With the G20 Leaders’ Summit to be held in Hangzhou, East China’s Zhejiang province, on Sept 4-5, the city has come under the spotlight of the world media. But since the G20 summit is being held in the shadow of the global economic downturn, will the annual meeting lead the global governance and global economic recovery? How can China as the host better play the role of a responsible power?
The G20 members agree that economic cooperation, in “the spirit of win-win partnership”, is the way forward, and their shared aim is to build “an innovative, invigorated, interconnected and inclusive global economy”.
Given these facts, the G20 needs to find innovative ways to boost global economic growth, and reform the global economic and financial governance system to make it more resilient to possible risks and give developing countries greater say. Besides, the economic bloc should also propel international trade and investment to support sustainable growth. The common purpose of its members should be to realize the UN Sustainable Development Goals by 2030 through win-win partnership.
After several conferences of coordinators, as well as frequent discussions, the economies participating in the Hangzhou G20 summit have already accepted this fact. That’s why China is confident the G20 summit will fulfill its objectives. As the host country and chair of G20 this year, China will continue to contribute to global economic growth.
For the G20 to play its important role in global governance, it has to understand the real economic difficulties the world faces today. The G20 was born in 1999, when developing countries were on the rise and playing a greater role in the global economic growth. And over the past 17 years, the bloc has served as a very important platform for dialogue between developed countries and emerging market economies.
Facts show the G20 is a platform for developed and developing countries to discuss economic issues of global importance, for which its members have to respect each other’s core interests and identify areas of greatest common interests for cooperation.
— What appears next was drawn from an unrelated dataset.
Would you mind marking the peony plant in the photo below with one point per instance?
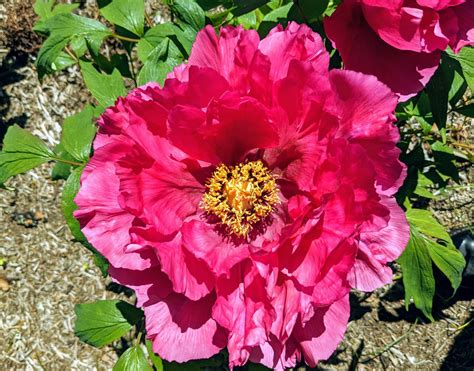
(245, 184)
Their largest common interest, however, lies in taking the globalization process forward. Through globalization, countries can share more common interests and economic gains. Since globalization requires free trade and investment, it facilitates fairer distribution of resources among economies and promotes equitable international rules.
Both emerging market economies and developed countries benefit from globalization. The United States has been pushing forward its Washington Consensus, but because it promotes the free flow of commodities and capital without considering the actual conditions of other countries, its policies have hurt many economies.
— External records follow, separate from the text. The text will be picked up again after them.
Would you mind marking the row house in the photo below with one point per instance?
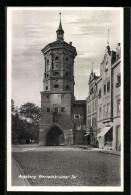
(107, 96)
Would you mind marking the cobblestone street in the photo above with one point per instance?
(61, 166)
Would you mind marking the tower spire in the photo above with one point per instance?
(92, 67)
(108, 38)
(60, 31)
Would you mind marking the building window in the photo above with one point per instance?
(76, 116)
(67, 87)
(56, 73)
(108, 86)
(106, 67)
(67, 59)
(104, 111)
(56, 109)
(108, 108)
(48, 109)
(55, 117)
(47, 61)
(78, 127)
(118, 107)
(67, 73)
(56, 86)
(104, 89)
(100, 113)
(99, 93)
(118, 80)
(56, 58)
(92, 105)
(62, 109)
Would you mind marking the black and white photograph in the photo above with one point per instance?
(65, 99)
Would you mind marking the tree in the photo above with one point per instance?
(25, 122)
One of the US presidential candidates has blamed economic globalization for the recession in the US, claiming Chinese workers have “taken away” jobs from their American counterparts. This is baseless because trade protectionism is not conducive to global economic growth, so the G20 has to take a stance that opposes the US presidential candidate’s preposterous claims. To begin with, the G20 has to reform the global financial system, help promote the free flow of trade and investment, while keeping the real conditions of different economies in mind, to propel global economic growth.
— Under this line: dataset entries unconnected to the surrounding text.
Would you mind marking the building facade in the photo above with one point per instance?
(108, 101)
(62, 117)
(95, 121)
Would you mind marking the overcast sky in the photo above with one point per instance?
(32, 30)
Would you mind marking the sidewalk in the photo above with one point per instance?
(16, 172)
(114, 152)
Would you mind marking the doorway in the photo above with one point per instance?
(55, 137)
China’s Belt and Road Initiative is an excellent example of how the global financial mechanism can be reformed. The initiative is conducive to the trend of the times, advocates equality and win-win cooperation in international matters, and helps developing countries and developed countries to better interact with each other.
As the host of the G20 summit, China will do its best to deepen coordination and cooperation among the bloc’s members. Since this year also marks the beginning of China’s 13th Five-Year Plan period (2016-20), as well as the operations of the Asian Infrastructure Investment Bank and the Belt and Road Initiative, China will do everything in its power to make the G20 summit a grand success and lead the world out of the economic crisis.